Guy’s services to nursing were recognised with an OBE in 1961, and in 1966, she was the first woman to be awarded a Churchill Fellowship. She was a woman of vision who paved the way for modern nursing methods and better education.
Guy died in 1988.
Georgina McCready (née Johnstone) MBE FCN (NSW)
Georgina McCready was born Georgina Johnstone in Scotland in 1888 and was educated in Glasgow. After initially working in a chartered accountant’s office, McCready switched to nursing. She gained her General Nursing Certificate from the Eastern District Hospital in 1912. In 1913 she moved with her father to Australia with the rest of the family following a year later.
After sitting the ATNA’s general nursing examination, McCready was registered in 1914 in NSW. She held several posts in Sydney before going on to work as Matron at Cessnock District, Maitland District and Broken Hill and District Hospitals. She gained a Certificate in Midwifery (1922) and a Certificate in Mothercraft (1928).

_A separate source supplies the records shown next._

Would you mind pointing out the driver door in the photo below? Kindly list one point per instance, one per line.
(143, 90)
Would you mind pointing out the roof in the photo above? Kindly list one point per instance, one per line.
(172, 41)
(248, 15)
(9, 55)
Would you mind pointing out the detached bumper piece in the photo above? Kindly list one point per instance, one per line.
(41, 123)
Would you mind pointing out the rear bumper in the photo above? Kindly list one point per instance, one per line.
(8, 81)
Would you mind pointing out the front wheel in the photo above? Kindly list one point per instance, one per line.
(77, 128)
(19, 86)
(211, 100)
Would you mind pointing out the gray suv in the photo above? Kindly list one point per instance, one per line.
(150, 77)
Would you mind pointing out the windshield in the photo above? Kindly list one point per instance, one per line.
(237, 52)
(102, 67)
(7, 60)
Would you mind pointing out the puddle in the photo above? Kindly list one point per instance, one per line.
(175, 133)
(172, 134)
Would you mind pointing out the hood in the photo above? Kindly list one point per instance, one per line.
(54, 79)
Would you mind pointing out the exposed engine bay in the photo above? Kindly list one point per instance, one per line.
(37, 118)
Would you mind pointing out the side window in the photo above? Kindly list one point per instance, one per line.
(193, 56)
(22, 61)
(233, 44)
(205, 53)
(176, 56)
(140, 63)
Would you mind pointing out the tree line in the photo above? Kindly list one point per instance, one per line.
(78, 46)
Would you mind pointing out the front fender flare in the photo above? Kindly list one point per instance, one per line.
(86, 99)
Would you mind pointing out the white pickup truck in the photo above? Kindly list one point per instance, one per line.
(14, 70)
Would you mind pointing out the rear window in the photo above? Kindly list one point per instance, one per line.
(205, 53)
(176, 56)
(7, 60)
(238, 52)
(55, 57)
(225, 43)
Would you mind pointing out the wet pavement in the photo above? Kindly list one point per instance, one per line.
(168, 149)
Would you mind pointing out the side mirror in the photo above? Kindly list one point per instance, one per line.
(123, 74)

1929 was a defining year when McCready was appointed as one of the Supervisory Nurses with the Board of Health. She and her colleagues found that for nurses living conditions were poor, salaries very low, and the work hours long. McCready believed that it was essential that nurses represent themselves in their own industrial union and she was a founding member of the New South Wales Nurses’ Association (NSWNA) in 1931.
After retiring in 1953, McCready continued to work part-time for the NSWNA until 1960. The Association established the McCready Scholarship in her honour in 1954 for study at the NSW College of Nursing.
She was recognised with an MBE in 1963 for services to nursing. McCready was deeply committed to the social and economic welfare of nurses and to the educational needs of the profession. McCready maintained her interest in and support of the College and of the profession until her death in 1980.